There's something else, though, that makes the accepted definition of sexism more "correct", or, at least, more useful, than your one (which is common, but isn't the common usage). Only the accepted definition of sexism describes how women are subjugated by society. Not misogyny, but a well established power structure, precipitated by many means, many of them innocent but certainly far from innocuous (same goes for racism, which is like sexism towards other races while xenophobia is analogous to misogyny). So, we already have a word for your definition, and personally I think that "ism" words are best used to describe social phenomena, or cultural ideas -- not individuals' actions (like murder) whose definition has to do with intent or judgment. "Your" sexism (which is really just misogyny) does not deserve an "ism" word, as it's more an act, or a "crime", than a cultural phenomenon.

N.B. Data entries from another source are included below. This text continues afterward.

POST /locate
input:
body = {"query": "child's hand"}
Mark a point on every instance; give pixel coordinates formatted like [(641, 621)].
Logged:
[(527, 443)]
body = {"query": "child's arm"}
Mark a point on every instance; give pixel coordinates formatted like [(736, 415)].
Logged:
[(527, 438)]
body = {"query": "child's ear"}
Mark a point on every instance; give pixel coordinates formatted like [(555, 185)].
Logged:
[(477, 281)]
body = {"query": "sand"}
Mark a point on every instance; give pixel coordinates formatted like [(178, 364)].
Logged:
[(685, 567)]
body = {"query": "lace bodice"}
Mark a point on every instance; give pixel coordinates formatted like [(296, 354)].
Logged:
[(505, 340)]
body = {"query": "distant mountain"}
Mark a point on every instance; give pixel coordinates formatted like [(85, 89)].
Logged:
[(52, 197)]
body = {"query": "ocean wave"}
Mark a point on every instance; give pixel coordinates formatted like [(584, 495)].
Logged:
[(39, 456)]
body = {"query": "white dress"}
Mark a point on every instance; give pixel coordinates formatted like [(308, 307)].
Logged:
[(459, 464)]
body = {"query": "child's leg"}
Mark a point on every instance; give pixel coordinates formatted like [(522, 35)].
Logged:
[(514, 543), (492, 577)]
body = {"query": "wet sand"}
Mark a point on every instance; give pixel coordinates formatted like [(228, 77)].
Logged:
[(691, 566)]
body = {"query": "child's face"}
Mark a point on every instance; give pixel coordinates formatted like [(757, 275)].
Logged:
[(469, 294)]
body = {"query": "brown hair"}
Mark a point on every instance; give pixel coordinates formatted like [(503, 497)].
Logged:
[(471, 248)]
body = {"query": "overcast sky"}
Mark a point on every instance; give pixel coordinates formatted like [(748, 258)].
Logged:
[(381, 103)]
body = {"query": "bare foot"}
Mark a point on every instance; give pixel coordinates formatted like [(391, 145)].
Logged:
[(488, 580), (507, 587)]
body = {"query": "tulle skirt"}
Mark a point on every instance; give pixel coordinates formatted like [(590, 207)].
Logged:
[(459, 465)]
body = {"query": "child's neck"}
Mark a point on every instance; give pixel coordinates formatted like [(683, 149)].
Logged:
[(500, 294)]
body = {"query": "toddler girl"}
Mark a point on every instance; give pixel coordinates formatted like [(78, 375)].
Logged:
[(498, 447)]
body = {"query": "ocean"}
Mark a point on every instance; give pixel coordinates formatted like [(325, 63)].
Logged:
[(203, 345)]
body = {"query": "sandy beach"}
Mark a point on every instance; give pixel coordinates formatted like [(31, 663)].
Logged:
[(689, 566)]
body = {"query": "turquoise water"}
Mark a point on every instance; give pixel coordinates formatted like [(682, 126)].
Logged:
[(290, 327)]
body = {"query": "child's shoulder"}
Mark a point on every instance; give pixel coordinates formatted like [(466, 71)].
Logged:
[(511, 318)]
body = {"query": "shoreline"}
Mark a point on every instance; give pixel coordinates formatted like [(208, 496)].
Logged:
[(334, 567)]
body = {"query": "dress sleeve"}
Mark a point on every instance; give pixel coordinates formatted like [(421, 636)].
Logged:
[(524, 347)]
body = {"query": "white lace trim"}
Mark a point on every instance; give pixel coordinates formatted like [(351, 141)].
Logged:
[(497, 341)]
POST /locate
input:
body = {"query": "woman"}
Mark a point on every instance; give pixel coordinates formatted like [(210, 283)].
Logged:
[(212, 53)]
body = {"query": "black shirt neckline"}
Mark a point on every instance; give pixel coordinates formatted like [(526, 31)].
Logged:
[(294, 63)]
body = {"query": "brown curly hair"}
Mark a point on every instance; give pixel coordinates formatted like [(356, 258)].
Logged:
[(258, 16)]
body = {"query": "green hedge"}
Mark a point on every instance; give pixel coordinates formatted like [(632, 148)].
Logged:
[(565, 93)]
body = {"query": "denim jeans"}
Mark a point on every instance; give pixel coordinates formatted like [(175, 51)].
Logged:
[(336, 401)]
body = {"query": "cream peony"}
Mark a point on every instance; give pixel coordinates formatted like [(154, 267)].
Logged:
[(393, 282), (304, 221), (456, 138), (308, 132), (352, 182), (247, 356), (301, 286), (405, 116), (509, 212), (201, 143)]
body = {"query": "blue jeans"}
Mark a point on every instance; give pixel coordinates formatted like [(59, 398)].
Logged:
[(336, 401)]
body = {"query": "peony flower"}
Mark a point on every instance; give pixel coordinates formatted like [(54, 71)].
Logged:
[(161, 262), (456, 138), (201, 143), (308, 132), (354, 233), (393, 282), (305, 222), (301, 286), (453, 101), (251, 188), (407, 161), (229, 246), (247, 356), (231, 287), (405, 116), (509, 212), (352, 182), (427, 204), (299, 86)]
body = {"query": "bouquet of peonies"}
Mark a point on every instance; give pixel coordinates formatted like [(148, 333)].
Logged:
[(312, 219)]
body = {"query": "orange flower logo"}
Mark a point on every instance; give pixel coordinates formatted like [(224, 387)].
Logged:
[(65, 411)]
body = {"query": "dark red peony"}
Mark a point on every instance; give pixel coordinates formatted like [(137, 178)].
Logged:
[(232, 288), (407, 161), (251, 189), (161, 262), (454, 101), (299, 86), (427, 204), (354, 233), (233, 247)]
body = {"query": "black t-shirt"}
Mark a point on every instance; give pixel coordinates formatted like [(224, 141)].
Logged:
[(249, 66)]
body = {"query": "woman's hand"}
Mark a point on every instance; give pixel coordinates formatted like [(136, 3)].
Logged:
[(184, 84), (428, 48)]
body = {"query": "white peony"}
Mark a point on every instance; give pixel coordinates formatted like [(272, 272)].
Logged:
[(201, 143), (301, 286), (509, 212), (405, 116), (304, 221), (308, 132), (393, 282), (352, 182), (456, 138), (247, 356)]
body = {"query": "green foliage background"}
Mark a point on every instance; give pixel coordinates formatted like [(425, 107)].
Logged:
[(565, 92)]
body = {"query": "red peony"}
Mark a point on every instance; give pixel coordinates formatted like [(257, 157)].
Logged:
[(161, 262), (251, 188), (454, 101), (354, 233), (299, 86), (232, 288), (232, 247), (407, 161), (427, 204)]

True, you are not the only one to use "sexism" colloquially to mean misogyny, but in this case, let's let the meaning of the word be that assigned to it by its inventors, at least while it's still young.


According to the wikipedia article you linked to, the original meaning of sexism is "judging people by their sex when sex doesn’t matter." See also the description "coming to conclusions about someone’s value by referring to factors which are in both cases irrelevant".

Based on the wikipedia article you linked to, my use of the term appears closer to the original than yours.

None of these descriptions seem to encompass the phenomena of women making choices with different probabilities than men. So I'm pretty sure my definition is closer to the original than yours.

Not that it matters, of course - the underlying concepts are the important point. The words used to describe them are simply conveniences to avoid verbose descriptions of the concepts each time.


> So I'm pretty sure my definition is closer to the original than yours.

It is most certainly not. You're free to study this fascinating topic further, or not -- but you're simply wrong about this. When feminists (who coined the term) say sex, they are very particular to contrast it, and its biological meaning, from gender, which is sex's social construction. So when it says "sex doesn't matter" it means "biology doesn't matter".

> the underlying concepts are the important point.

With that I can agree. And the big problem is that of slavery, or the Matrix, or whatever other analogy you want to pick to describe the extant social structure regardless of intent, and not the misogynic acts performed by individuals. The issue of freezing eggs obviously falls under the category of sexism (or not -- you can argue the claim, but not the careful categorization) -- not misogyny.